"How well I know with what burning intensity you live."
~ Anaïs Nin
Sex and love addicts confuse intensity with intimacy and are always looking for the next high. They change people like they change their clothes, for the reward of novelty. Their fantasy of the perfect lover who will fulfill every desire intensifies--like that of a vampire seeking blood--with each passing conquest.
Constantly dissatisfied intensity-seeking in sex and love is fueled by internal emptiness from early childhood. Imagine being emotionally abandoned by a stressed or depressed mother who, unable to attune to her infant's needs, leaves it to fight for its life. Since mother/infant attunement is necessary for babies' physical and emotional growth, a child who doesn't get the neural and affective regulation needed to feel secure grows up empty, numb, afraid, and lonely.
As an adult the intensity-seeker has little skill at genuine intimate connection, although she or he is driven to use people and sex to try to feel better. But the desired intensity ultimately dulls the senses, leaving him or her hungering always for more. Tragically, the locus of emotional control is in a lover's--often a stranger's--hands; life is good or bad depending on whether she or he is wanted, rejected, abandoned, or needed.

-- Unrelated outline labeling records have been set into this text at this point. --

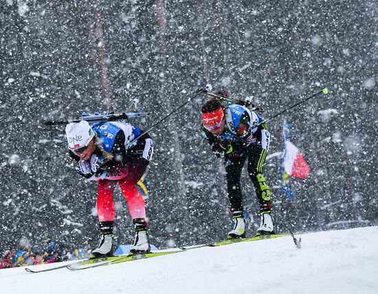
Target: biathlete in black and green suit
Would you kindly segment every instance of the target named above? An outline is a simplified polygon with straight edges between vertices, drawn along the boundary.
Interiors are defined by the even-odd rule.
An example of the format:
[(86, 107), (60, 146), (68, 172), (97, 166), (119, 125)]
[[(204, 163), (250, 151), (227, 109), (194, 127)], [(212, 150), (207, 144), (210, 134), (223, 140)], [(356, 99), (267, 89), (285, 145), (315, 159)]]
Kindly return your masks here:
[(234, 228), (229, 238), (245, 236), (243, 196), (240, 178), (243, 166), (248, 159), (247, 171), (260, 203), (261, 224), (256, 235), (274, 234), (271, 216), (271, 195), (263, 173), (269, 149), (268, 127), (256, 112), (239, 104), (223, 106), (212, 99), (202, 107), (201, 131), (208, 139), (215, 155), (224, 158), (227, 195), (232, 212)]

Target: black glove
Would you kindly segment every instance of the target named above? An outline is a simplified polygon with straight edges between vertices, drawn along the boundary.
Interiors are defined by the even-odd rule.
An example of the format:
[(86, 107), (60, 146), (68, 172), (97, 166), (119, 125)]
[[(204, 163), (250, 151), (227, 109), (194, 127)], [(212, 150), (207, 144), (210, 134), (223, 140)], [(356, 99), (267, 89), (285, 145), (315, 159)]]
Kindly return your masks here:
[(221, 143), (214, 143), (211, 145), (211, 149), (215, 156), (219, 158), (225, 157), (225, 153), (227, 151), (227, 147)]

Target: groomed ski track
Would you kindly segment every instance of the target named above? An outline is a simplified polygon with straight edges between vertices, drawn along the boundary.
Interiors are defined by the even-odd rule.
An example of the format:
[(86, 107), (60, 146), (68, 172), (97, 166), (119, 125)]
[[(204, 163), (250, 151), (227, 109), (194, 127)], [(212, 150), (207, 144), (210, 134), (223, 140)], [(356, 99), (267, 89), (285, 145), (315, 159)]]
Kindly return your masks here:
[(12, 294), (378, 293), (378, 227), (296, 236), (301, 249), (286, 236), (84, 271), (1, 269), (0, 285)]

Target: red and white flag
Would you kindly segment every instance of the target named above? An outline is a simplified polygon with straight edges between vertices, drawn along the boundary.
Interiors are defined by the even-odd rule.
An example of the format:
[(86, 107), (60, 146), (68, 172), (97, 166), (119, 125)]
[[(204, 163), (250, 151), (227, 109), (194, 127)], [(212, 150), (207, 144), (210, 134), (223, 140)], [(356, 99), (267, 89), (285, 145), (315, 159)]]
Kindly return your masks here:
[(306, 179), (310, 173), (310, 167), (296, 145), (287, 139), (283, 166), (287, 173), (293, 177)]

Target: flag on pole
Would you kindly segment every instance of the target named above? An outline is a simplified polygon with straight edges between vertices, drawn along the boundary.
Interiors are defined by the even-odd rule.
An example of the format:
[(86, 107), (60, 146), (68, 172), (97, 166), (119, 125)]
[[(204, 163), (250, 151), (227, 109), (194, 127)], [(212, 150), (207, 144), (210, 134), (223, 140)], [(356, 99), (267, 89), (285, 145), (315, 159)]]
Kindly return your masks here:
[(281, 157), (281, 188), (283, 195), (289, 198), (293, 197), (291, 189), (291, 177), (306, 179), (310, 173), (309, 164), (299, 149), (288, 139), (291, 130), (290, 124), (284, 120), (284, 150)]

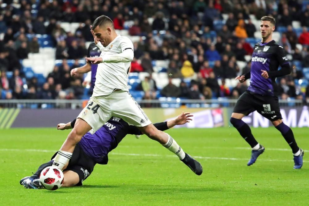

Intense sex becomes the only criterion of whether life is happy or sad.
Intensity-seeking is an enslavement of our own perpetuation. When we step out of the delirium of always seeking someone new, and meet the same old sad and lonely child within, our healing journey begins. Exhausting ourselves with novelty is a defense against our deepest pain, one that we cannot outrun. But once we stop and feel our losses, we can begin our healing journey and be the authentic, joyous person we were born to be.
DAILY HEALTHY ACTS
- How connected are you to your childhood trauma? Have you ever investigated the wounds of your past?
- Do you drag your past into your present? If you're an intensity-seeker, the answer is most likely "yes."
- Take time to journal and ask yourself whether you have difficulty with sex, love and intimacy. If so, get some help today.